Drought, lake level no concern for Clinton nuke plant

Drought, lake level no concern for Clinton nuke plant

CLINTON — The hot and dry conditions this summer haven't caused any problems at the Clinton nuclear generating station in nearby DeWitt County.

The plant operated at a 100 percent capacity factor in June, said Bill Harris, communications manager at the nuclear plant, and "we're running that in July too."

And although the water level at Clinton Lake has dropped about a foot and a half since June 1, it hasn't affected the plant's operation.

Clinton Lake provides cooling water for the 1,067-megwatt plant located about 35 miles west of Champaign.

"The lake is lower, but it's always lower at this time of year," Harris said. "And it's well within our predictions.

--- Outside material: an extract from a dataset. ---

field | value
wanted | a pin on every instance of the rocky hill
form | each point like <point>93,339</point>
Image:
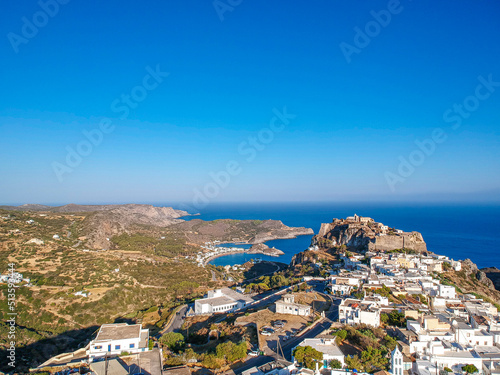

Given the predictions we see so far we don't anticipate (having to reduce power generation) this year.

"This lake is pretty high. It was well engineered."

But the water temperature has risen significantly since June 1, according to a U.S. Geological Survey monitor. The temperature was about 70 degrees on June 1 and rose as high as 87 degrees during days in mid-July. As of yesterday afternoon it was 84 degrees.

The plant, originally owned by Illinois Power Co. and now owned by Exelon, began operation in 1987. It provides electricity throughout the Midwest.

"Clinton historically during the summer months has been Number 1 or Number 2 among Exelon plants," said Harris. "And the Exelon plants are among the highest rated in the industry. So we're kind of big dogs in that measure."

According to the Illinois State Water Survey, the July heat already has resulted in 470 cooling degree days, through Thursday, in Champaign-Urbana. Normal for the entire month of July is 309.

The mean temperature so far this month is 10.8 degrees above normal.